A government housing programme has proved more successful at demolishing properties than building new ones, according to a new report.

The House of Commons Public Accounts Committee has accused the Pathfinder scheme of threatening the historical character of some local areas.

Pathfinder was launched in 2002 to revive the housing market in depressed areas of England.

A government spokesman said it had made "a huge difference" to communities.

Pathfinder was created because economic decline and lack of investment had left thousands of dilapidated homes almost impossible to sell or let - resulting in entire streets of empty properties.

More than £2bn has been invested, either renovating homes to attract new buyers or demolishing and rebuilding.

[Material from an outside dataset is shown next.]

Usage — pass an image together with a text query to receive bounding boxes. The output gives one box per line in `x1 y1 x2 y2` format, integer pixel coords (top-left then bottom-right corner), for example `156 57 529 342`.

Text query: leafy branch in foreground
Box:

Pathfinder projects were set up in Newcastle and Gateshead; Hull and East Yorkshire; South Yorkshire; Birmingham; North Staffordshire; Manchester; Merseyside; Oldham and Rochdale; and East Lancashire.

The schemes refurbished 40,000 properties and demolished 10,000, building 1,000 new homes, the report found.

But MP said where houses have been knocked down - sometimes against the wishes of local people - not enough have been rebuilt.

The committee also claims waiting lists for affordable accommodation in some areas have doubled.

Committee chairman Edward Leigh said the programme had been "more successful at demolishing old homes than at building new ones".

He added: "The Department for Communities and Local Government must work to foster confidence among local residents, especially where the programme has led to community stress.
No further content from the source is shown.